Popular accounts of the big bang often describe it as the detonation of a compact ball of matter poised in a preexisting void, with the galaxies compared to fragments flying away from the center of the explosion.
Easy though this image may be to grasp, it is seriously misleading and the source of much confusion: people are inevitably prompted to ask, “Where is the center of the universe?”
If the big bang really had been an exploding ball of matter, then some galaxies would lie deep in the midst of the melee, surrounded on all sides, while others would be located near the edge of the assemblage. Suppose this were so, and picture the view from a far-flung galaxy. In one direction would lie the center of the universe; in the opposite direction there would be empty space. The sky would appear dramatically different depending on which way an observer looked.

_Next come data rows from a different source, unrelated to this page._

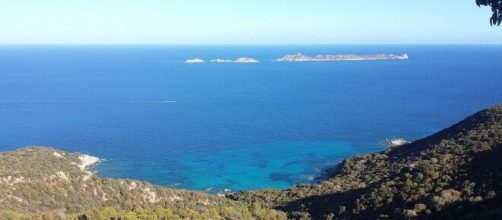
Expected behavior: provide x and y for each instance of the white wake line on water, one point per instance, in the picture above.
(145, 101)
(92, 101)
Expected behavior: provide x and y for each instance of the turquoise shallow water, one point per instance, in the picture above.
(265, 125)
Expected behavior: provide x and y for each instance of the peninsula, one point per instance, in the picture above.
(299, 57)
(449, 175)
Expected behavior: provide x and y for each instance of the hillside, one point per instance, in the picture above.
(44, 182)
(453, 174)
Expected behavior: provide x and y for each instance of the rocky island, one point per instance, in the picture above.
(324, 58)
(452, 174)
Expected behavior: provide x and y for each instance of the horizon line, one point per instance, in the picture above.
(238, 44)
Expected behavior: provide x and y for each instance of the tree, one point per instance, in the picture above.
(496, 6)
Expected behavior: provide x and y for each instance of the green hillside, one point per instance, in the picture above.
(453, 174)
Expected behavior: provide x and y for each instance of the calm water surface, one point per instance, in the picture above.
(236, 126)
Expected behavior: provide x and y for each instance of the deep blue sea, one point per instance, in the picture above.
(235, 126)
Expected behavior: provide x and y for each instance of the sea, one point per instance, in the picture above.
(235, 126)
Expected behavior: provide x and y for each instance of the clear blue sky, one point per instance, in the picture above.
(244, 22)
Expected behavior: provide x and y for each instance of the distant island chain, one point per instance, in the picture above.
(299, 57)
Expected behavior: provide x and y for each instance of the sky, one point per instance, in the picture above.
(245, 22)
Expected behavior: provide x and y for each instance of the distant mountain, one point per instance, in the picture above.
(453, 174)
(323, 58)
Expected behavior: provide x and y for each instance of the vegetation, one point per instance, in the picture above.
(44, 183)
(496, 6)
(452, 174)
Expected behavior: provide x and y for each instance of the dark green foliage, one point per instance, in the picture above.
(496, 6)
(452, 174)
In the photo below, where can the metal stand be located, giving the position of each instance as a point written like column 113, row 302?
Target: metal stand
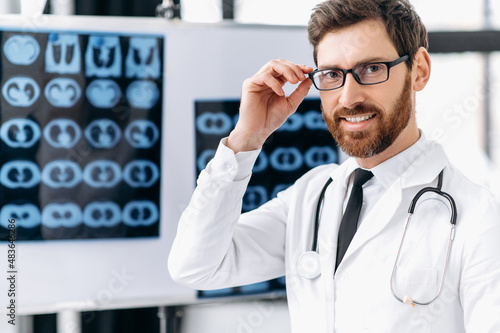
column 170, row 318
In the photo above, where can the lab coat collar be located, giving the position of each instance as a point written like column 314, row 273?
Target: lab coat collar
column 422, row 171
column 419, row 164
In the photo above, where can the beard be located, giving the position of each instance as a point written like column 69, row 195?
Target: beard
column 378, row 137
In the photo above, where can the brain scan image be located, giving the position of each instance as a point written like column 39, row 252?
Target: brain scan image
column 142, row 134
column 21, row 91
column 81, row 132
column 62, row 133
column 58, row 215
column 19, row 174
column 103, row 133
column 142, row 94
column 62, row 92
column 103, row 93
column 143, row 58
column 62, row 54
column 103, row 57
column 102, row 174
column 141, row 173
column 301, row 143
column 61, row 174
column 102, row 214
column 20, row 133
column 21, row 49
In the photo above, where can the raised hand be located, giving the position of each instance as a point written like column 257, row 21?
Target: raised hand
column 264, row 106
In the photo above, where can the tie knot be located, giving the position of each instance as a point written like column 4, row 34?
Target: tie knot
column 361, row 176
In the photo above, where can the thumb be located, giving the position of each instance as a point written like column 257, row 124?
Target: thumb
column 299, row 94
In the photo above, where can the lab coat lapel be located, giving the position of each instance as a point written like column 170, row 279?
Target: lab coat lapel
column 331, row 216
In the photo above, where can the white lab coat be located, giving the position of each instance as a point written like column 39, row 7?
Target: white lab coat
column 216, row 247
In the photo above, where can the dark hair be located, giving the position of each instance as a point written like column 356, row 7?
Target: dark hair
column 403, row 25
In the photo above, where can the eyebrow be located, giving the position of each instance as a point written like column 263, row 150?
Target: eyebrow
column 362, row 62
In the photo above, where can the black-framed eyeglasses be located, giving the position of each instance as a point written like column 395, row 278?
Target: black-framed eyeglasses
column 366, row 74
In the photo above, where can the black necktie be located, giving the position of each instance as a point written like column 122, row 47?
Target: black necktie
column 349, row 223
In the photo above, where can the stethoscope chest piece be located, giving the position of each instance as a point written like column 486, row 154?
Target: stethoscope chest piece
column 308, row 265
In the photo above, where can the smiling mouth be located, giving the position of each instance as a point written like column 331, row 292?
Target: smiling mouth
column 359, row 119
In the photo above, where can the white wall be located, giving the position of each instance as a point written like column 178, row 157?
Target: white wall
column 237, row 317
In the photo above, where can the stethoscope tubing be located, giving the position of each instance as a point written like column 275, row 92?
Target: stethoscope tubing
column 312, row 255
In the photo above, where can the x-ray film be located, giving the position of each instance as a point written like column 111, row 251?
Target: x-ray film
column 300, row 144
column 80, row 134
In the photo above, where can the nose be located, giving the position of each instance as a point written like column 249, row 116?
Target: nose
column 351, row 93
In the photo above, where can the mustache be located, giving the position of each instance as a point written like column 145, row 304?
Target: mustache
column 342, row 112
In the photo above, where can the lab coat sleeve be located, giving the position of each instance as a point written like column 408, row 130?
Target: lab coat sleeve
column 216, row 246
column 480, row 280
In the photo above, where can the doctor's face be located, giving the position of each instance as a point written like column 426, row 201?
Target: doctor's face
column 365, row 119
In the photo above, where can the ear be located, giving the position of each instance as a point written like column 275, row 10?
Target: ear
column 421, row 69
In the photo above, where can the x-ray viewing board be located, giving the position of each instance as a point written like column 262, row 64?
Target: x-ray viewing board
column 98, row 115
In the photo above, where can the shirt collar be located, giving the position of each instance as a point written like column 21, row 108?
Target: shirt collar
column 389, row 171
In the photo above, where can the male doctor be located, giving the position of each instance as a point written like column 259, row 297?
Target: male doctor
column 372, row 59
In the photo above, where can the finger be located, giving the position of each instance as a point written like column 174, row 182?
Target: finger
column 275, row 84
column 297, row 69
column 291, row 72
column 299, row 94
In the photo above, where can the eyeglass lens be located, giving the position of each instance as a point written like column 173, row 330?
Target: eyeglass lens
column 365, row 74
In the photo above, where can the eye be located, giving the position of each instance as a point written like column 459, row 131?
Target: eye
column 332, row 75
column 372, row 68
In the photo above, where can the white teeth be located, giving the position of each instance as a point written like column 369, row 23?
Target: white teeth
column 356, row 120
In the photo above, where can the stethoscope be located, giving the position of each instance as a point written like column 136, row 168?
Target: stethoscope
column 309, row 266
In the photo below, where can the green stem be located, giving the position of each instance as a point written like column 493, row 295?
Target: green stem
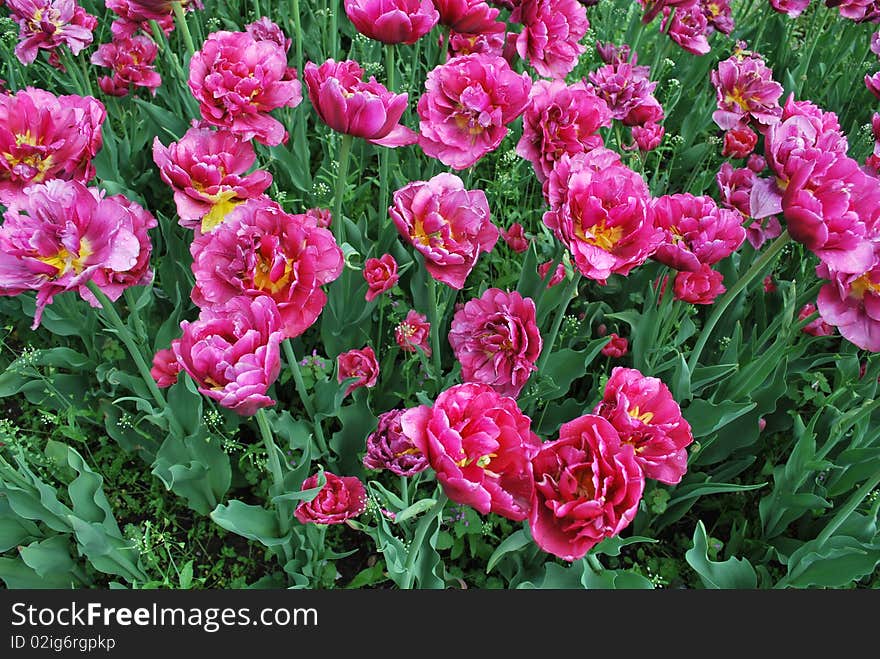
column 274, row 464
column 297, row 27
column 434, row 319
column 557, row 322
column 180, row 20
column 128, row 339
column 719, row 308
column 421, row 530
column 304, row 395
column 341, row 181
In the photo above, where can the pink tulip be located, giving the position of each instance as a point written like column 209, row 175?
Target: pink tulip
column 497, row 341
column 206, row 169
column 341, row 498
column 381, row 275
column 696, row 231
column 392, row 21
column 587, row 488
column 560, row 119
column 645, row 415
column 388, row 448
column 43, row 136
column 700, row 287
column 238, row 80
column 414, row 332
column 261, row 250
column 599, row 210
column 360, row 364
column 349, row 105
column 745, row 90
column 551, row 34
column 469, row 16
column 480, row 445
column 449, row 225
column 59, row 235
column 233, row 352
column 468, row 104
column 132, row 60
column 48, row 24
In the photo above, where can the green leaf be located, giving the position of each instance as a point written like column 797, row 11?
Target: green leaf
column 732, row 573
column 512, row 543
column 251, row 522
column 419, row 507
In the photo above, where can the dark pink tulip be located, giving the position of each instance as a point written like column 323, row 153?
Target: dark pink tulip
column 469, row 16
column 341, row 498
column 392, row 21
column 496, row 339
column 551, row 34
column 645, row 415
column 388, row 448
column 480, row 444
column 360, row 364
column 349, row 105
column 448, row 224
column 238, row 80
column 587, row 488
column 701, row 287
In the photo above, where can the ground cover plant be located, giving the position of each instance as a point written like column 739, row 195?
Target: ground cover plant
column 439, row 294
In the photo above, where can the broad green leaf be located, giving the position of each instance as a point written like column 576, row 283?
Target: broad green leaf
column 732, row 573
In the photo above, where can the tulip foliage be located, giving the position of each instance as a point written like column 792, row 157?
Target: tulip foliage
column 439, row 293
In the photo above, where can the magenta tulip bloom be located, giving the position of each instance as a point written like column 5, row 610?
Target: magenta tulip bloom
column 688, row 28
column 60, row 234
column 561, row 119
column 261, row 250
column 449, row 225
column 624, row 87
column 233, row 352
column 587, row 488
column 132, row 58
column 414, row 332
column 599, row 210
column 238, row 80
column 341, row 498
column 645, row 415
column 381, row 275
column 481, row 445
column 349, row 105
column 551, row 34
column 469, row 16
column 388, row 448
column 496, row 339
column 851, row 303
column 468, row 104
column 700, row 287
column 392, row 21
column 360, row 364
column 48, row 24
column 745, row 91
column 43, row 136
column 696, row 231
column 206, row 169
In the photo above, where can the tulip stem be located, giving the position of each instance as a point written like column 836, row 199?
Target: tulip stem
column 434, row 314
column 277, row 488
column 756, row 269
column 297, row 28
column 570, row 290
column 180, row 19
column 418, row 538
column 304, row 395
column 128, row 339
column 342, row 159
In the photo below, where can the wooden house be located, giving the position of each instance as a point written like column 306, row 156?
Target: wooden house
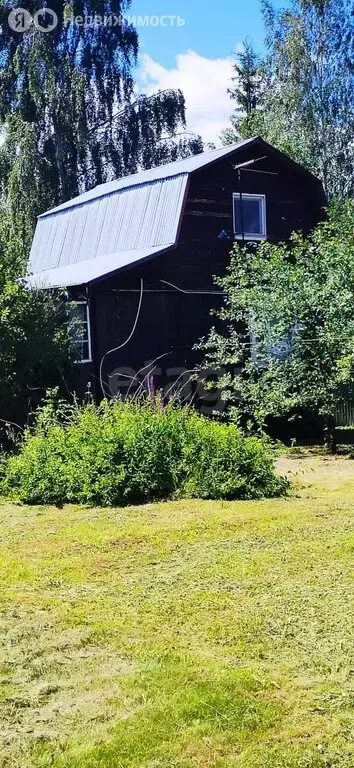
column 138, row 255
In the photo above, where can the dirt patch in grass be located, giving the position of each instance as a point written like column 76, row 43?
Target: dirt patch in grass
column 182, row 635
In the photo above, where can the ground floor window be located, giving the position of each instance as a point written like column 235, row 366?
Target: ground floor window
column 79, row 330
column 249, row 216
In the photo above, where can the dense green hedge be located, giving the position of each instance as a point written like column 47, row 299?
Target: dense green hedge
column 126, row 453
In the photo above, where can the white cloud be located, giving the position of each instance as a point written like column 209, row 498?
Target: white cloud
column 204, row 83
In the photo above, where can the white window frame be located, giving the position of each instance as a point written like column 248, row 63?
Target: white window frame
column 89, row 359
column 249, row 196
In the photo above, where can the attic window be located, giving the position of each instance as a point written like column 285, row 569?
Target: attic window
column 249, row 216
column 79, row 330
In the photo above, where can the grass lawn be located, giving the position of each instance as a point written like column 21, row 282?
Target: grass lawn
column 182, row 635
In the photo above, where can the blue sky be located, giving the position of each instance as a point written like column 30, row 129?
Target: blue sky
column 212, row 29
column 198, row 56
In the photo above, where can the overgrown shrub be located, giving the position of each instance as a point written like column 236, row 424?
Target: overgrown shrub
column 123, row 453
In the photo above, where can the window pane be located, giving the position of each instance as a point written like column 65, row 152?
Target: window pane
column 78, row 330
column 249, row 219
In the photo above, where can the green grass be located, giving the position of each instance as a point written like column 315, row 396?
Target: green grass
column 182, row 635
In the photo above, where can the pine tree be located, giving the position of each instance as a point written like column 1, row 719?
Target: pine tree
column 247, row 93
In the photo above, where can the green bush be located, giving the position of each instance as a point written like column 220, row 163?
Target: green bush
column 129, row 453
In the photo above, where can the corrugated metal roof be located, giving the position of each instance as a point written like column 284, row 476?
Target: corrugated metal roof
column 115, row 224
column 89, row 270
column 132, row 219
column 188, row 165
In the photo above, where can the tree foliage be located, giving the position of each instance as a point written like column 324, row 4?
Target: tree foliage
column 246, row 91
column 288, row 338
column 71, row 118
column 306, row 105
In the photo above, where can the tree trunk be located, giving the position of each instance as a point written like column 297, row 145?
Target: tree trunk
column 330, row 435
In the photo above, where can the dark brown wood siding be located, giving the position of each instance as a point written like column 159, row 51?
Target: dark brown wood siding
column 179, row 286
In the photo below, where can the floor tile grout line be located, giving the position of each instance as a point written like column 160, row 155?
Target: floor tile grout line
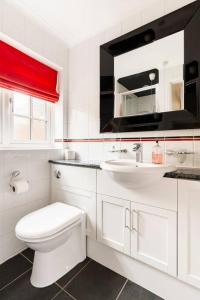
column 26, row 258
column 62, row 290
column 58, row 293
column 120, row 292
column 8, row 284
column 69, row 294
column 76, row 274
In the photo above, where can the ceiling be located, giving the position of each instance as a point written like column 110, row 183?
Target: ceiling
column 76, row 20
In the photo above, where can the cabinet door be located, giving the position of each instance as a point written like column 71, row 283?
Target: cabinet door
column 113, row 222
column 154, row 237
column 188, row 231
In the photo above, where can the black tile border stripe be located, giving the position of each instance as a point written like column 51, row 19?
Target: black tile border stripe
column 139, row 139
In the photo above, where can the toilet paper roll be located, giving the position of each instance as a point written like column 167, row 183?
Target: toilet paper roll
column 20, row 186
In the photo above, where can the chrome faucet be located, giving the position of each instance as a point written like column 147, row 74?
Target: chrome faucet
column 114, row 150
column 137, row 148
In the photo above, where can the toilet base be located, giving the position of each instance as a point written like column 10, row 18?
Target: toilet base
column 48, row 267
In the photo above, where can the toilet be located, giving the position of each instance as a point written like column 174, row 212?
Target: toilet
column 57, row 235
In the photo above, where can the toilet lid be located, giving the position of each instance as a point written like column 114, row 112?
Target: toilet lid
column 47, row 221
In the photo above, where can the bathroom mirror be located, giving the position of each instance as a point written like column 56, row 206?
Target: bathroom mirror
column 149, row 78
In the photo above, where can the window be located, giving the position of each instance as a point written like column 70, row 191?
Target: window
column 30, row 119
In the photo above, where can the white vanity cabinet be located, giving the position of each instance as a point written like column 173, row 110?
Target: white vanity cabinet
column 113, row 222
column 154, row 237
column 140, row 222
column 76, row 186
column 189, row 231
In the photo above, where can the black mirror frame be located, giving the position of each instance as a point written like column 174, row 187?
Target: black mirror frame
column 187, row 19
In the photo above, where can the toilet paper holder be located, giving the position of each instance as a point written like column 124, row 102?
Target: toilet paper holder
column 12, row 183
column 14, row 174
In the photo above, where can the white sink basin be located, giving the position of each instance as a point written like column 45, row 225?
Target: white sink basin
column 131, row 174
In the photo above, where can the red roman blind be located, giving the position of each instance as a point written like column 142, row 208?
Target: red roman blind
column 22, row 73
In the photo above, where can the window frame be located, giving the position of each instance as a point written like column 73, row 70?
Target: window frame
column 7, row 122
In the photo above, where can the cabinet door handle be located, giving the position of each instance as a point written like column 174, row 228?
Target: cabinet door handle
column 127, row 210
column 134, row 220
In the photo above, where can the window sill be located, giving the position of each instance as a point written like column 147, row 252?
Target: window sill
column 30, row 147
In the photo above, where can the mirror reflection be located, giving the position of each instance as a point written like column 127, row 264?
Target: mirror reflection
column 150, row 78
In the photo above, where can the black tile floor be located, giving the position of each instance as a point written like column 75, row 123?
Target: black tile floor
column 87, row 281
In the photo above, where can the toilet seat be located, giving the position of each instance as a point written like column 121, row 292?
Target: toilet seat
column 47, row 222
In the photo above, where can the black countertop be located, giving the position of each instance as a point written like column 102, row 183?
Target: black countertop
column 184, row 173
column 77, row 163
column 180, row 173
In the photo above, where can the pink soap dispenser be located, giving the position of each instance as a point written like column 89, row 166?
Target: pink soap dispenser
column 157, row 154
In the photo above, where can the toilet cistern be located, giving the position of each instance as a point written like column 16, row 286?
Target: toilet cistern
column 138, row 149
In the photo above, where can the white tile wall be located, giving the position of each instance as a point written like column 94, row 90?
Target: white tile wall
column 33, row 165
column 83, row 114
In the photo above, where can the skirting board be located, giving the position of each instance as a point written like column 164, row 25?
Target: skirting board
column 159, row 283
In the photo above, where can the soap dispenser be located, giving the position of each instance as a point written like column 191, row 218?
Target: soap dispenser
column 157, row 154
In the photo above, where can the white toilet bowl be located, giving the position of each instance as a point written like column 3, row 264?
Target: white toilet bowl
column 57, row 234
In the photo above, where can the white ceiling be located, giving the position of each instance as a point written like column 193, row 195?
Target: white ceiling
column 76, row 20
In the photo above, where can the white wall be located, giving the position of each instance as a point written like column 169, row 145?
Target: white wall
column 83, row 103
column 33, row 165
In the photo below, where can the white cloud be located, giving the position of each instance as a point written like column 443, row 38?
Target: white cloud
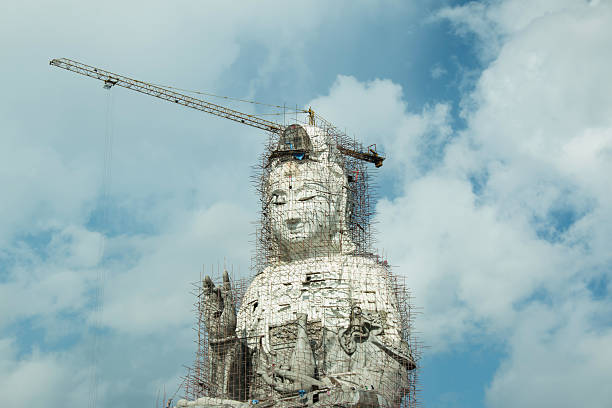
column 501, row 237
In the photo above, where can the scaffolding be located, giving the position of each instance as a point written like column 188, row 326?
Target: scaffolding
column 323, row 321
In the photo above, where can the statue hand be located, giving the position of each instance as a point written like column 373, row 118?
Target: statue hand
column 218, row 309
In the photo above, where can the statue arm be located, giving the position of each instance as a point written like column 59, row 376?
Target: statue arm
column 227, row 354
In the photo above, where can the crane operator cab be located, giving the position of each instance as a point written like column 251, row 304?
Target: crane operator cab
column 293, row 144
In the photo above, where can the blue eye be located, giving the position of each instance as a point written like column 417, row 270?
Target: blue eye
column 307, row 198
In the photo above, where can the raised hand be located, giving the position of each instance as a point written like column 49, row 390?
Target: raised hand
column 218, row 309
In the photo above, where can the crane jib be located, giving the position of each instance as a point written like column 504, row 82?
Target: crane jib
column 111, row 79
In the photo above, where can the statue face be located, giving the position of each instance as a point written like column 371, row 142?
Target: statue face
column 304, row 210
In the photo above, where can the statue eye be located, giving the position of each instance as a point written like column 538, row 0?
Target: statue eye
column 307, row 198
column 278, row 199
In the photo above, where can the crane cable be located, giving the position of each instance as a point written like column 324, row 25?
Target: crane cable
column 101, row 272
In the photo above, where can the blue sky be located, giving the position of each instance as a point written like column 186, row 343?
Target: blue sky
column 494, row 200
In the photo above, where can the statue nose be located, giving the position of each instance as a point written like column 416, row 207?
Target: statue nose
column 292, row 223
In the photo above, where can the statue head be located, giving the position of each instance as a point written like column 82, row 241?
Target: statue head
column 306, row 195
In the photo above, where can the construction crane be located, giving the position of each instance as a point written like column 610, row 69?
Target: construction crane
column 111, row 79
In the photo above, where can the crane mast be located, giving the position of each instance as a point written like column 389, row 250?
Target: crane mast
column 111, row 79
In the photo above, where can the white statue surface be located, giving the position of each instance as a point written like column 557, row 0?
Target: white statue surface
column 319, row 325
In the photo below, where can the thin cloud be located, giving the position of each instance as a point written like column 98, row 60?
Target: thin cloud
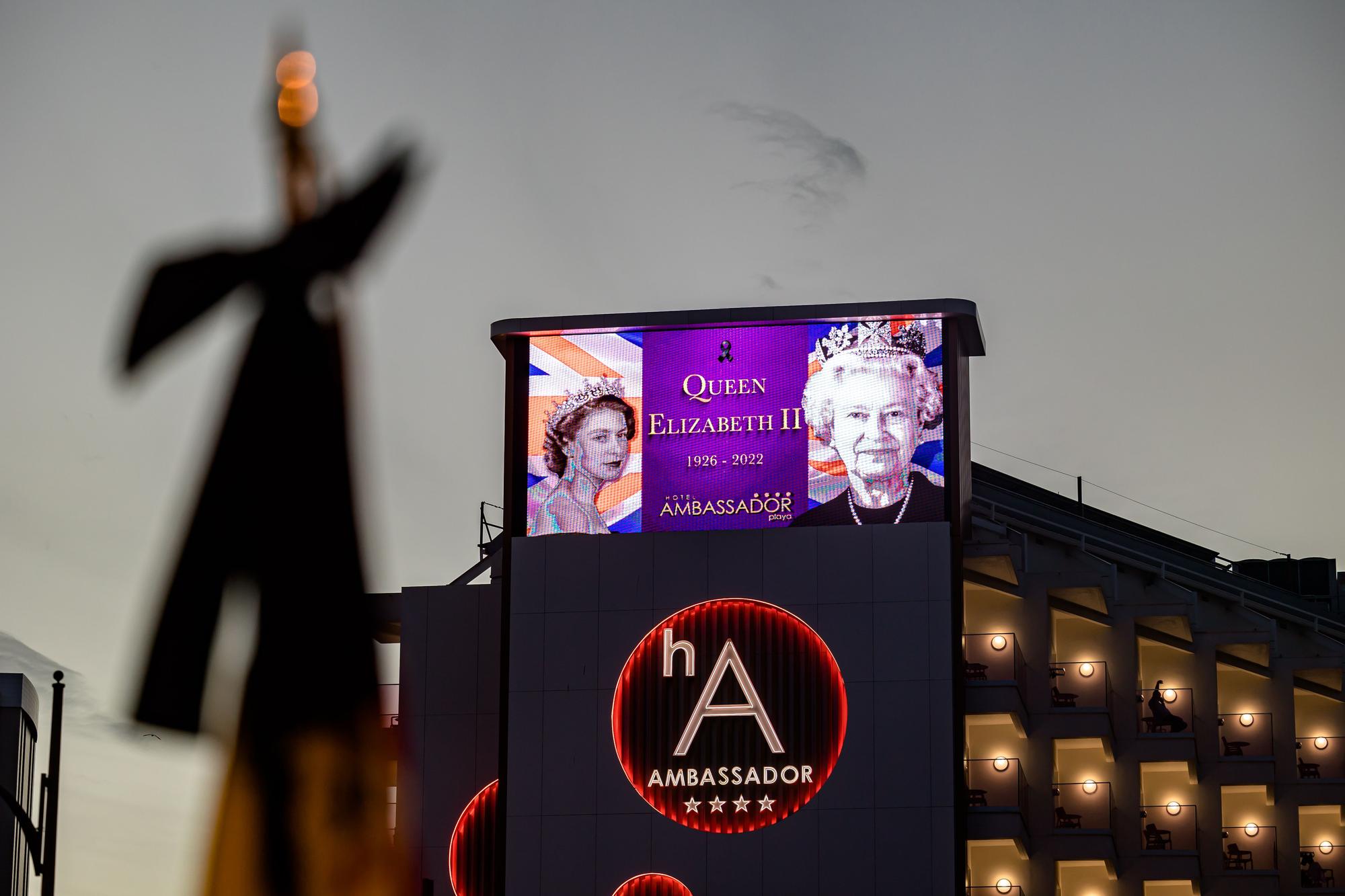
column 827, row 166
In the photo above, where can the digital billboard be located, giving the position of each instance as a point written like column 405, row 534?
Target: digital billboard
column 750, row 425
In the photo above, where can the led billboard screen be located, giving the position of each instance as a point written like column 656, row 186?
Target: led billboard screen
column 736, row 427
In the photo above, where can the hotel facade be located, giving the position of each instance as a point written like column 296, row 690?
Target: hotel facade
column 700, row 658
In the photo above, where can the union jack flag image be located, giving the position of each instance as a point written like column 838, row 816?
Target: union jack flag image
column 564, row 365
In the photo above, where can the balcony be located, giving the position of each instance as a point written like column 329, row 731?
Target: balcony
column 1083, row 685
column 1172, row 715
column 1171, row 827
column 1083, row 806
column 996, row 783
column 1321, row 758
column 1317, row 865
column 1249, row 848
column 1246, row 736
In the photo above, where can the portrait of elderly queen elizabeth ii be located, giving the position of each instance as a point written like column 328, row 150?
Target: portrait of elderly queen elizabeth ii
column 586, row 447
column 874, row 403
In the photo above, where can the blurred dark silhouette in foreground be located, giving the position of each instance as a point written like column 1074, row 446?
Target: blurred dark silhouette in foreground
column 305, row 809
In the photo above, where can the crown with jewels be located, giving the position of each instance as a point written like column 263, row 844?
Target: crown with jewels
column 871, row 339
column 591, row 389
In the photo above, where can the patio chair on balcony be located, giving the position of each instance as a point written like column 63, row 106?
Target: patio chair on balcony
column 1069, row 821
column 974, row 671
column 1157, row 838
column 1238, row 858
column 1062, row 700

That is certainly not what we see from Earth: the universe looks very much the same in all directions. As far as our telescopes can penetrate, which is about 13 billion light-years, encompassing roughly 100 billion galaxies, matter is distributed uniformly (strictly, it is clusters of galaxies that are distributed uniformly). There is no evidence for any bunching up around some sort of center or, conversely, for any thinning out toward an edge.
How, then, should we describe the big bang and the expanding universe, given these observational facts? Cosmologists have struggled to find ways to describe the expanding universe in simple language. Here’s one attempt:
The big bang happened everywhere, not at one point in space.
A simple analogy that may help is to imagine a very long string of elastic with beads attached at regular intervals. As the elastic is stretched, the beads move apart. Every bead extends its separation from its neighbors, so the view from any given bead will be of other beads moving away. All beads are equal: there is no center bead.